You may have heard of Clearview AI; it is a rather controversial facial recognition firm that scrapes selfies and other personal data off the Internet without consent to feed an AI-powered identity-matching service it sells to law enforcement and other interested parties. So, unsurprisingly, it was only a matter of time before someone would react to its practices.
That someone is France’s privacy watchdog CNIL, which has already ordered Clearview AI to stop the unlawful processing of French citizens’ information and delete their data. That order came to deaf ears, and now the French watchdog is doing it again.
So, this isn’t Clearview’s first GDPR breach, with its infamous “catalog” of fines including:
- Unlawful processing of personal data (breach of Article 6 of the GDPR)
- Individuals’ rights not respected (Articles 12, 15 and 17 of the GDPR)
- Lack of cooperation with the CNIL (Article 31 of the RGPD)
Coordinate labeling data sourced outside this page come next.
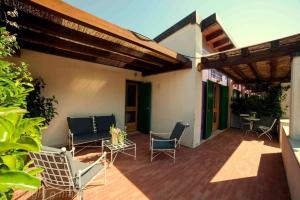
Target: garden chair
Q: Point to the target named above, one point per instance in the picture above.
(244, 123)
(265, 130)
(65, 174)
(167, 142)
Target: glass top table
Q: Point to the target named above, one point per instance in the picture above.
(128, 148)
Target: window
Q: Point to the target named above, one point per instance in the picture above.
(215, 74)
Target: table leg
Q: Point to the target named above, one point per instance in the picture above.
(135, 152)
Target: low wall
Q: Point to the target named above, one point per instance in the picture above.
(290, 149)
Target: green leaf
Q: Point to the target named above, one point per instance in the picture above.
(10, 161)
(18, 180)
(35, 171)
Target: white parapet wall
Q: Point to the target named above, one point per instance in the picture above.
(177, 95)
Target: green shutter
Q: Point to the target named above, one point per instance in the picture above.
(209, 108)
(223, 107)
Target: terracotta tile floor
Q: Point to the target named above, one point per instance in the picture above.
(225, 167)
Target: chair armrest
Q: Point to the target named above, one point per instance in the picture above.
(159, 134)
(103, 157)
(170, 140)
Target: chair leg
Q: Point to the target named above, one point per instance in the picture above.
(174, 156)
(151, 155)
(80, 195)
(43, 192)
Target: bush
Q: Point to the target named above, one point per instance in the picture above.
(38, 105)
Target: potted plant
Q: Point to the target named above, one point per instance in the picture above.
(117, 135)
(122, 137)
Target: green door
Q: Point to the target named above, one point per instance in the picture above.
(209, 109)
(223, 107)
(144, 107)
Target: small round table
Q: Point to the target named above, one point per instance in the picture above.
(252, 120)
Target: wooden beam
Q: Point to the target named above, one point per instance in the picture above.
(50, 28)
(65, 11)
(214, 35)
(229, 75)
(239, 72)
(46, 40)
(227, 47)
(254, 70)
(221, 42)
(74, 55)
(253, 57)
(273, 68)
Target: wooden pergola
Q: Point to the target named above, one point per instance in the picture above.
(55, 27)
(265, 62)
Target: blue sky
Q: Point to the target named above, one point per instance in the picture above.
(248, 22)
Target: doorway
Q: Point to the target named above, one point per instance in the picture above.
(131, 106)
(216, 106)
(138, 106)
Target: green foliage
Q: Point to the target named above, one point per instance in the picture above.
(8, 43)
(38, 105)
(18, 135)
(266, 101)
(15, 84)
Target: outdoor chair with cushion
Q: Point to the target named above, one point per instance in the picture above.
(167, 142)
(266, 130)
(85, 130)
(65, 174)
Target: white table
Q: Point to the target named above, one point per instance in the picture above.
(125, 148)
(252, 120)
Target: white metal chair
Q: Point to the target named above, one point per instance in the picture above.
(265, 130)
(244, 123)
(65, 174)
(167, 142)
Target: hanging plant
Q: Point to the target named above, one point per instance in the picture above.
(40, 106)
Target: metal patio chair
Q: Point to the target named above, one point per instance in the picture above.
(65, 174)
(265, 130)
(167, 142)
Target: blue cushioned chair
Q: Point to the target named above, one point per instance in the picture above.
(167, 142)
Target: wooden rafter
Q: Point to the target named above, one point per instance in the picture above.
(214, 35)
(254, 70)
(273, 67)
(221, 42)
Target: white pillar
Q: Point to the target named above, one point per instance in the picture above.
(295, 98)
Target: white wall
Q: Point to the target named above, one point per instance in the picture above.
(81, 88)
(177, 95)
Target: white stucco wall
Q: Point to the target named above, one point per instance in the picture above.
(294, 101)
(81, 88)
(177, 95)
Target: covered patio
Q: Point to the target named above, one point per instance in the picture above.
(229, 166)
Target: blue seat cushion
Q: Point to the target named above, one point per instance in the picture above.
(90, 137)
(103, 123)
(163, 144)
(81, 126)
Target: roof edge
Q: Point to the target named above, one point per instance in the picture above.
(190, 19)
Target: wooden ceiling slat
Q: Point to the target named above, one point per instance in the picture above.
(237, 70)
(214, 35)
(50, 41)
(221, 42)
(227, 47)
(51, 28)
(254, 70)
(273, 67)
(80, 17)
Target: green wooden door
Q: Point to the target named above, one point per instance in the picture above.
(209, 109)
(223, 107)
(144, 107)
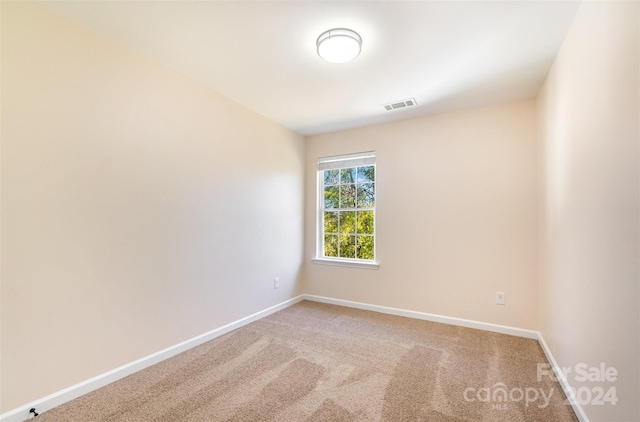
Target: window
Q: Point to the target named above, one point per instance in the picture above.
(346, 210)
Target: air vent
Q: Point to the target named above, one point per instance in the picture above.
(400, 104)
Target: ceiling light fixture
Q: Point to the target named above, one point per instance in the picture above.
(339, 45)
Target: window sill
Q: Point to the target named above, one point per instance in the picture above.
(344, 263)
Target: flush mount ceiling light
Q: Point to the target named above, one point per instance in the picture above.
(339, 45)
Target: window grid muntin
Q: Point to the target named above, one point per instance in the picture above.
(357, 182)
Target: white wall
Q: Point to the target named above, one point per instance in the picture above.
(456, 215)
(139, 209)
(588, 121)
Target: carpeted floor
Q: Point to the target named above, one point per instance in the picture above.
(317, 362)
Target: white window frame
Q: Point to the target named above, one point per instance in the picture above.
(333, 163)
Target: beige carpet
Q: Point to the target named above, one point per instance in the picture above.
(316, 362)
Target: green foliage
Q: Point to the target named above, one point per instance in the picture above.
(331, 245)
(347, 222)
(365, 222)
(348, 196)
(330, 222)
(365, 247)
(349, 234)
(366, 174)
(331, 177)
(347, 246)
(331, 195)
(366, 195)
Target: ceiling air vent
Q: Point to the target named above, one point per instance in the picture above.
(400, 104)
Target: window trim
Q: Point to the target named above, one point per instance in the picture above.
(332, 163)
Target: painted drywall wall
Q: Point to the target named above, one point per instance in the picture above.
(588, 112)
(139, 209)
(456, 215)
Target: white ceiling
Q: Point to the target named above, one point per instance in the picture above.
(448, 55)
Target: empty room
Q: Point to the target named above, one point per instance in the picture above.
(320, 211)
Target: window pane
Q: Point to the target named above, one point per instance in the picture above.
(347, 222)
(348, 175)
(331, 222)
(366, 174)
(330, 245)
(347, 246)
(347, 196)
(365, 247)
(365, 222)
(366, 195)
(331, 177)
(331, 197)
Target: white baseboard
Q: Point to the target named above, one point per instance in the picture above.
(579, 411)
(80, 389)
(577, 408)
(503, 329)
(60, 397)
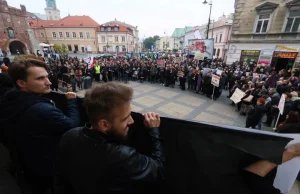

“Clearview AI had two months to comply with the injunctions formulated in the formal notice and to justify them to the CNIL. However, it did not provide any response to this formal notice,” the CNIL wrote in a recent press release announcing the sanction.
“The chair of the CNIL therefore decided to refer the matter to the restricted committee, which is in charge for issuing sanctions. On the basis of the information brought to its attention, the restricted committee decided to impose a maximum financial penalty of 20 million euros, according to article 83 of the GDPR.”
As a reminder, the EU’s GDPR allows for penalties of up to 4% of a firm’s worldwide annual revenue for the most serious infringements, or €20 million, whichever is higher.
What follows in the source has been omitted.